American vaudeville entertainer and theatre manager

Loney Haskell (1870 – October 20, 1933) was an American veteran vaudeville entertainer and theatre manager. He was a writer, a monologist, and a master of ceremonies. Haskell worked as the secretary of the Jewish Theatrical Guild of America and in that capacity eulogized his friend Harry Houdini.

==Career==
Haskell was born as Lorne Levy in Newark, New Jersey in 1870 and he took up a mercantile career. By 1898 he had chosen to retire from that business and he gained employ with burlesque producers Hurtig and Seaman as a librettist and performer. Haskell had an interest in entertainment having recorded the short silent film Facial Expressions by Loney Haskell in 1897 in which he demonstrated a variety of emotions with the camera close in to his face.

The Fourteenth Street Theatre featured a production of In New York Town between October 30 and November 4, 1905. The comedy musical was based on the work of Haskell and Willard Holcomb with music by Albert Von Tilzer.

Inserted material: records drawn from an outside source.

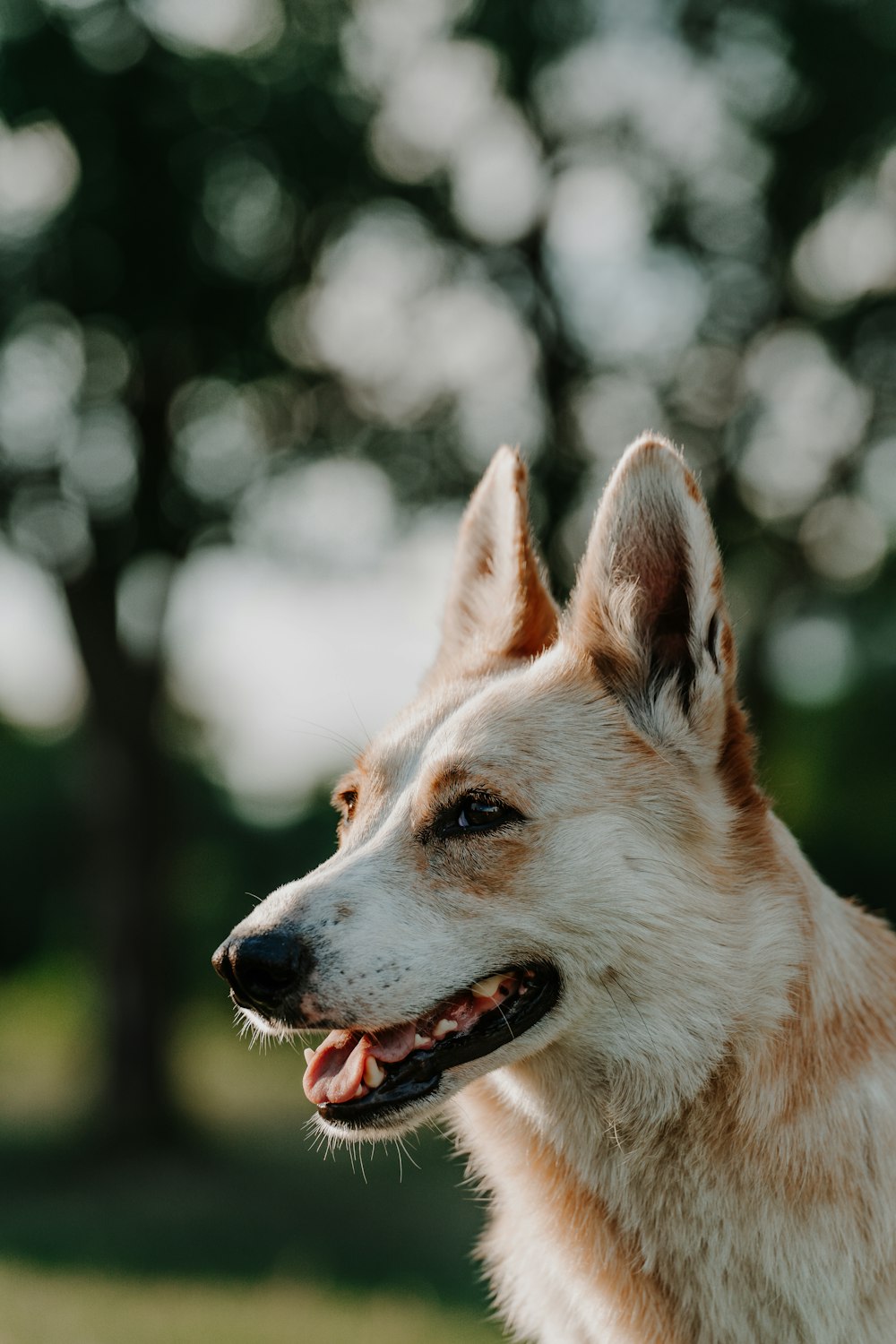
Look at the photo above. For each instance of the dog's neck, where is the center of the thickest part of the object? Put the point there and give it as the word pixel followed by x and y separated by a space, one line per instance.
pixel 684 1160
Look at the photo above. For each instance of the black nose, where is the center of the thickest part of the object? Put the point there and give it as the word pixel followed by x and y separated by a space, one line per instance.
pixel 263 969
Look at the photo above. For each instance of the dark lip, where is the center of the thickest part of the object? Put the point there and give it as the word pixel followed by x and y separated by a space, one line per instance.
pixel 421 1073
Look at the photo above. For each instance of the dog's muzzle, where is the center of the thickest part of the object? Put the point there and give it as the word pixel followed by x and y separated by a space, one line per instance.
pixel 263 970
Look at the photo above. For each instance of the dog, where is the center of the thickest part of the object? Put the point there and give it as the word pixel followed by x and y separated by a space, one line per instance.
pixel 563 914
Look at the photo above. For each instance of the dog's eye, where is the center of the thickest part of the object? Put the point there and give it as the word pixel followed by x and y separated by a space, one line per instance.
pixel 473 814
pixel 347 803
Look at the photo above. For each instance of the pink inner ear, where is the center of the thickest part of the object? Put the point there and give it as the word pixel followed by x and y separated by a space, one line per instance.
pixel 662 605
pixel 498 605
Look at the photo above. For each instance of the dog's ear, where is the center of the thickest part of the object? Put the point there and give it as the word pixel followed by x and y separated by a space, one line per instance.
pixel 498 604
pixel 649 605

Haskell initially gained popularity in vaudeville as a monologist. He then made a name for himself as a lecturer for dime museum-style acts promoted by Willie Hammerstein, introducing and discussing Hammerstein's curiosities such as "The Half Woman". He had the ability to entertain the audience even if the act themselves were unable to communicate well. Haskell provided running commentary for numerous "freak" acts. In 1912 Haskell acted as the interpreter for Don the Talking Dog, fielding questions for the canine and helping to present his responses. Don featured on the same bill as famed escapologist Harry Houdini. Variety reported that Haskell does not get mentioned in the program but that he should divide the billing with the dog given that he utilized nine of the twelve minutes. According to celebrity columnist O. O. McIntyre, Haskell became so fond of the dog that "in one-night stands he slept in the dog's kennel".

Haskell was a friend of Oscar Hammerstein and worked as the assistant manager of the Victoria Theatre alongside Hammerstein's son, Willie. On Willie's death Haskell continued to operate the theatre now alongside Arthur Hammerstein. Houdini was also a friend of Haskell's and Haskell, in his capacity as secretary of the Jewish Theatrical Guild of America, would go on to eulogize Houdini in 1926.

==Death==
Haskell died in the offices of the Jewish Theatrical Guild on October 20, 1933.